06/21/2021 Indonesia (International Christian Concern) – The Indonesian government has announced that their new selection procedure for civil servants will include a test intended to gauge a candidate’s level of respect for other religions and their views on nationalism and national ideology. This test is designed to weed out potential extremists from becoming government employees.
There are more than 4.3 million civil servants in Indonesia. According to the Administrative and Bureaucratic Reform Ministry, around 800,000 have been influenced by radical ideology.
The Ministry says that around 40 civil servants are dismissed each month for having connections with radical groups linked to terror organizations, including al-Qaeda and Islamic State affiliate groups.
In 2018, civil servants were arrested for involvement in two suicide bombings at three different churches in Surabaya. As recent as Palm Sunday of this year, civil servants were also arrested for alleged involvement in the bombing of Sacred Heart Cathedral in Makassar.
Selection tests for government employees previously focused on character and intelligence while largely omitting questions about beliefs. Ministry spokesperson Katmoko Ari Sambodo believes that this is why extremism has infiltrated civil service.

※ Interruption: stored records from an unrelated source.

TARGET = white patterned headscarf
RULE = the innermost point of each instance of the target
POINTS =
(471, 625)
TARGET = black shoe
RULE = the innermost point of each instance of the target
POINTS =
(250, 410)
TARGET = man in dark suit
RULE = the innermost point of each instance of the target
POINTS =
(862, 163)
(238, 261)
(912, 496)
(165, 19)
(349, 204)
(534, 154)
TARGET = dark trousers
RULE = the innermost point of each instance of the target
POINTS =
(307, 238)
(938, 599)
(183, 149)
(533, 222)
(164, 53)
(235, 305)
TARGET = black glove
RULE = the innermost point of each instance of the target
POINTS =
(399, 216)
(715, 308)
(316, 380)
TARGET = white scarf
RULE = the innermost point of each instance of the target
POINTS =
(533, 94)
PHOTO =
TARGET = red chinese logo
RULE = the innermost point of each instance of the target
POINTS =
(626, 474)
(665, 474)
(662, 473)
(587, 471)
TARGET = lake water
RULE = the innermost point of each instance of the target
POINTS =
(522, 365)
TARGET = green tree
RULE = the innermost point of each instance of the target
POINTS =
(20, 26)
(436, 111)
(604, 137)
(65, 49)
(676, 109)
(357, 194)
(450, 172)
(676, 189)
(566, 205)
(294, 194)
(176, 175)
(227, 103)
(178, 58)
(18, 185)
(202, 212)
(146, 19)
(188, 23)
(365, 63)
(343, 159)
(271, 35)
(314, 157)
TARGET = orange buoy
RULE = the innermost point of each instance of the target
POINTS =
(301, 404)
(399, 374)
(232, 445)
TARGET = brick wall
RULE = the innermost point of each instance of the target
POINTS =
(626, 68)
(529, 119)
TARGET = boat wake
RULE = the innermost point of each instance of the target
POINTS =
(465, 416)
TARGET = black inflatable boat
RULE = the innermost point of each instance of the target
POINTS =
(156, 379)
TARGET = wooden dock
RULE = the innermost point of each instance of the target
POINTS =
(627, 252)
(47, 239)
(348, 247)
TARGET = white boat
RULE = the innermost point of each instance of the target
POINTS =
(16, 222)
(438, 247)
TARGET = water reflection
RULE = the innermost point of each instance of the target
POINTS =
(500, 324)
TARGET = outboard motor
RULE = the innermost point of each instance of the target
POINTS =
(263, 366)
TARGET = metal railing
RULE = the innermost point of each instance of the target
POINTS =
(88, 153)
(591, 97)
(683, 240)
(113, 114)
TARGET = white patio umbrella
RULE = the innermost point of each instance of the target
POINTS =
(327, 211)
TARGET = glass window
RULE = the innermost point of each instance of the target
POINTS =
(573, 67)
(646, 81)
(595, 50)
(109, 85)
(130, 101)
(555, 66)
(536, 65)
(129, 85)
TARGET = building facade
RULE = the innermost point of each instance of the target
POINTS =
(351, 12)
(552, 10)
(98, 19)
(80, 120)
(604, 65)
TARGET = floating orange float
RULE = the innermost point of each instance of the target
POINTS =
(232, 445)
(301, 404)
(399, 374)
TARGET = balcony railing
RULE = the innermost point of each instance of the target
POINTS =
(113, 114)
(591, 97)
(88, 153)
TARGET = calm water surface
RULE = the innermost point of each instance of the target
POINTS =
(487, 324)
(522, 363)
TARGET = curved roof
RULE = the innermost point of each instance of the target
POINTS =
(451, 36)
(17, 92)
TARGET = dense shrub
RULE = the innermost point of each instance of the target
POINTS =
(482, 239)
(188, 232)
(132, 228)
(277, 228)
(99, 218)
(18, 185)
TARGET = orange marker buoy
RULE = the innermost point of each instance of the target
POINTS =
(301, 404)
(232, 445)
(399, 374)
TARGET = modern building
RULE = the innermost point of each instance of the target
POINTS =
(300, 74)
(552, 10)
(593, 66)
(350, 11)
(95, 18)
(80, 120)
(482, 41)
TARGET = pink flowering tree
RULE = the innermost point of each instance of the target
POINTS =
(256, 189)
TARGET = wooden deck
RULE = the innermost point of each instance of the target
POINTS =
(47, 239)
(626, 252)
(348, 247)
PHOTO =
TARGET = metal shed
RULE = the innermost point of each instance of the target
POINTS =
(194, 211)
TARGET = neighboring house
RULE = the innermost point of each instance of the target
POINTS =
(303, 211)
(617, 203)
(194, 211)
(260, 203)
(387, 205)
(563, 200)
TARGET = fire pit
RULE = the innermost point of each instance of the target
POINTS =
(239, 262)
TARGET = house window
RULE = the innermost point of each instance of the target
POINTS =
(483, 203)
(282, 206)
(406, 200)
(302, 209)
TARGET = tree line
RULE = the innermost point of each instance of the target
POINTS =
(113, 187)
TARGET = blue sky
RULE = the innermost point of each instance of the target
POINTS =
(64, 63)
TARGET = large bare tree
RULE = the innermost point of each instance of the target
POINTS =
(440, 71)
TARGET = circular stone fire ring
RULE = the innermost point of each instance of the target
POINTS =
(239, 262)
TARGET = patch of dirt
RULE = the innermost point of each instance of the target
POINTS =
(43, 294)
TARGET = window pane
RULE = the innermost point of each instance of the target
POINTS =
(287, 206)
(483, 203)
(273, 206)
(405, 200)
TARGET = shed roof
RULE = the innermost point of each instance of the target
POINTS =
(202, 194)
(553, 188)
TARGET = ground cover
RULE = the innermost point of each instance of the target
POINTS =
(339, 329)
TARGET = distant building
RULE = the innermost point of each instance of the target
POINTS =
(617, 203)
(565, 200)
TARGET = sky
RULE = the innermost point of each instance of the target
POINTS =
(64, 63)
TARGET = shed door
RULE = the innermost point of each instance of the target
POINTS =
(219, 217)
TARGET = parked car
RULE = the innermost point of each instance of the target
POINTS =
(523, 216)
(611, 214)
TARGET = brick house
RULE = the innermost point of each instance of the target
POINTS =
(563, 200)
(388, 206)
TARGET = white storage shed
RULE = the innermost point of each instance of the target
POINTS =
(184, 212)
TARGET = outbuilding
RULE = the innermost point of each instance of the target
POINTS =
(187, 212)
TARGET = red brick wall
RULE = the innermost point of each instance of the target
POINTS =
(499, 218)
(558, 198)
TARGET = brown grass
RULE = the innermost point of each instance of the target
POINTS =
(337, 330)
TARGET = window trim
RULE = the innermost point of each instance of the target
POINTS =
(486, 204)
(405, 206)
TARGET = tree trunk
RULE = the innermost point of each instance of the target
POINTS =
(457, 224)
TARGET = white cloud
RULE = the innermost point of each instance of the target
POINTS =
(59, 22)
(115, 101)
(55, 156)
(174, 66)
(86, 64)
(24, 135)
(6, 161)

The Catholic Church supports the inclusion of this test. “This new test will be important in preventing radicalism in the bureaucracy,” Sambodo said. Father Paulus Christian Siswantoko, executive secretary of the Indonesian bishops’ Commission for the Laity, has vocalized his approval of the test.
“The civil service must be totally free of radicalism,” Father Siswantoko told UCA News. “We want people loyal to national ideology and the expulsion of those who work against it.”